In March 1572, as part of a reform of the Irish government and reducing the cost of the army, it was again proposed to transfer responsibility for Dungarvan castle to the President of Munster who would be responsible for its cost. Another document calls for the discharge of two horsemen belonging to Henry Davells at Dungarvan castle to reduce costs. The government of Queen Elizabeth was always interested in ways to govern Ireland on the cheap. In December 1574 the annual cost of the standing army was over £26,436. Much of this cost often went unpaid and by December 1574 there was £30,629 of wages in arrears. Addition costs were incurred by campaigning armies such as the Earl of Essex campaign in Ulster which cost £,360 per month.[90]  

The President of Munster was interested in having Dungarvan castle but turned it down when he realised that he would have to pay the running costs. On 5th May 1572 Lord Deputy Fitzwilliam wrote to Lord Burghley to reappoint Henry Davells as constable of Dungarvan with twelve men. The previous Lord Deputy, Sir Henry Sidney, had made Davells constable after the Munster President refused to take it but the position needed confirmation. This letter may have been sent because Fitzwilliam heard rumours of another document produced on 8th May 1572 which suggested discharging the twelve men in Dungarvan and leave the castle empty.[91]

While constable of Dungarvan Henry Davells also acted as collector of the customs for Youghal and Dungarvan. The money he collected in that job went in December 1572 to pay Sir John Perrot, then President of Munster.[92] In late 1573 Henry Davells was possibly more concerned about 120 men belonging to Rory McGrath who were pilfering the Dungarvan area but with only thirteen men he couldn’t do a whole lot.[93]

Following the end of the first Desmond rebellion, Gerald Fitzgerald, Earl of Desmond, entered into a number of undertakings to have peace with the government. By 1574 the manor of Dungarvan, which for generations was the property of successive Earls of Desmond, was in government hands. In March 1574 Gerald Fitzgerald asked to have first option on the manor if the government decided to grant it to another. The Earl was particularly concerned that it would be granted to his enemies.[94] In April 1574 Henry Davells was still constable of Dungarvan with thirteen men. He was no longer constable of Leighlin which was held by Sir Peter Carew. On 20th April 1574 Queen Elizabeth issued letters patent for Henry Davells to retain Dungarvan and to have it ‘during pleasure, with such wages and entertainment as he now receives’.[95]

In August 1574 and January 1575 Henry Davells was at Dungarvan with his twelve men. In October 1574 these thirteen (including Henry) were broken down as the constable along with six horsemen and six foot soldiers. Later in October 1574 the garrison consisted of one constable (Davells), six horsemen, three harquebusiers and three archers. The wages of the soldiers was £16 16s which presumingly is the monthly charge.[96] After leaving Dungarvan castle Henry Davells became sheriff of Cork and was scandalously murder in 1579 at Tralee by Sir John of Desmond, brother of the 15th Earl of Desmond.  
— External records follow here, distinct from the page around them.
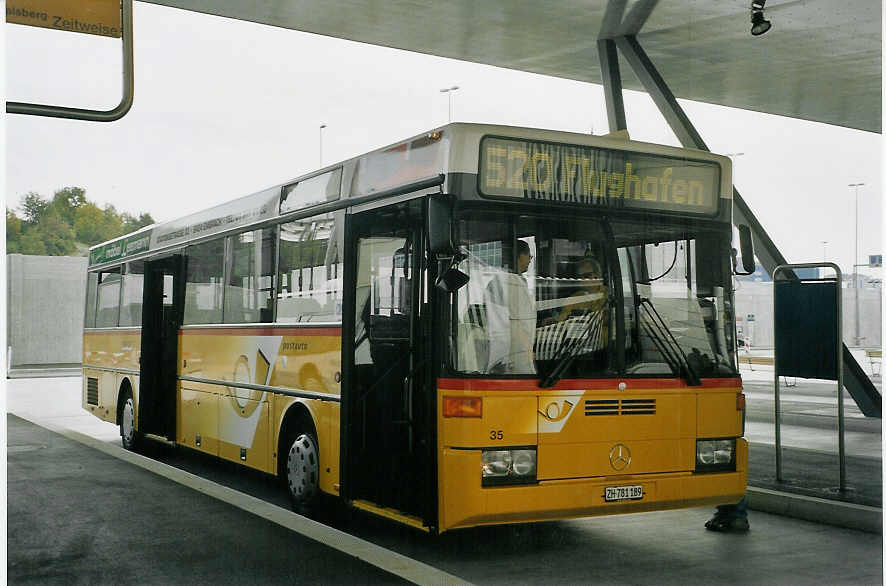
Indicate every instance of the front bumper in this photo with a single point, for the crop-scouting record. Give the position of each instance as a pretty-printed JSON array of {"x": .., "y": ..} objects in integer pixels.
[{"x": 465, "y": 503}]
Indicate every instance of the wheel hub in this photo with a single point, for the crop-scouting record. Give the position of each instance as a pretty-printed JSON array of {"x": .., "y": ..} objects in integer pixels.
[{"x": 302, "y": 468}]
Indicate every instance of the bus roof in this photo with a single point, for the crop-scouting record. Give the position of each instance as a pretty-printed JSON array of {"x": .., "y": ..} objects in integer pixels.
[{"x": 441, "y": 152}]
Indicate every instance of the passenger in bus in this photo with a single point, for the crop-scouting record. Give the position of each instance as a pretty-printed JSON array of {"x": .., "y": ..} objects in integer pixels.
[
  {"x": 589, "y": 301},
  {"x": 592, "y": 294},
  {"x": 510, "y": 310}
]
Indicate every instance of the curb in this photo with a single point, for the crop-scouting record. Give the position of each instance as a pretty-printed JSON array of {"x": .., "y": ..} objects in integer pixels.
[
  {"x": 44, "y": 372},
  {"x": 817, "y": 510}
]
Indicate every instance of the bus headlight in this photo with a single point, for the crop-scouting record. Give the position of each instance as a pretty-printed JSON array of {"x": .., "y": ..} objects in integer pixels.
[
  {"x": 509, "y": 466},
  {"x": 714, "y": 455}
]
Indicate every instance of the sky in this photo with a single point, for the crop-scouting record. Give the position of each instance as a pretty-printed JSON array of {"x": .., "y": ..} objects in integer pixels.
[{"x": 225, "y": 108}]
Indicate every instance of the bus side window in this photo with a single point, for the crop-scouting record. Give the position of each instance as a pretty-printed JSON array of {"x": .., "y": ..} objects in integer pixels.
[
  {"x": 133, "y": 283},
  {"x": 91, "y": 292},
  {"x": 203, "y": 287},
  {"x": 108, "y": 310},
  {"x": 250, "y": 283},
  {"x": 310, "y": 272}
]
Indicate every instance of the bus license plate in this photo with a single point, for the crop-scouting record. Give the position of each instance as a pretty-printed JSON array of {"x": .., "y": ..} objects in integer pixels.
[{"x": 624, "y": 493}]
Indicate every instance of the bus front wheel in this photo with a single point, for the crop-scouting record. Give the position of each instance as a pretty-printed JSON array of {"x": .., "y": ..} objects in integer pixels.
[
  {"x": 128, "y": 434},
  {"x": 303, "y": 470}
]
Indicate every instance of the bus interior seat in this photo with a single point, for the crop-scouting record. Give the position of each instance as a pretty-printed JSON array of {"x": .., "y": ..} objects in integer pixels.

The castle was badly damaged in the Second Desmond Rebellion which begun in 1579. In 1580 Dungarvan castle was described as being in an extremely ruinous condition. Yet it was 1582 before repairs were ordered.[97] In February 1583 there were twenty-one soldiers at Dungarvan castle as part of the English army in Munster.[98] On 20th April 1583 a fiant was made for Anthony Hungerford, a captain in the army, to become constable of Dungarvan castle following on the queen’s letter of 11th February. His fee was 4s per day and he was to hold the office as Henry Davells and William Morgan held it. Hungerford was to pay each of his three archers 6d per day while the fifteen footmen got 8d each per day.[99] In 1586 Anthony Hungerford was still at Dungarvan when he and his wife Margaret received a lease on Kellistown, Co. Carlow, for 61 years at £15 per year in rent payable to Sir Edmund Butler of Cloghgrenan, Co. Carlow.[100]

In April 1591 Thomas Butler, Earl of Ormond, was granted numerous castles and lands in County Tipperary as a reward for his efforts to settle English people there who would be ‘civil, loyal and dutiful subjects’. The Earl was to hold these lands in fee farm as of the castle of Dungarvan by fealty and paying £8 6s 8d per year for three years and £16 13s 4d thereafter to the Dublin Exchequer.[101]

At some time in 1592 a yeoman from Dungarvan named Thomas Fay was committed to the goal at Dungarvan castle on suspicion of murder. Henry Green was vice-constable of the castle at the time and as such was in charge of prisoners. By his own means or aided by others, inside or outside the castle, Thomas Fay made a successful escape. Henry Green was indicted and attainted for allowing Fay to escape. Henry Green therefore lost his job and all hope of a life in Ireland. But he had some friends in influence places such that on 10th January 1593 he received a pardon.[102]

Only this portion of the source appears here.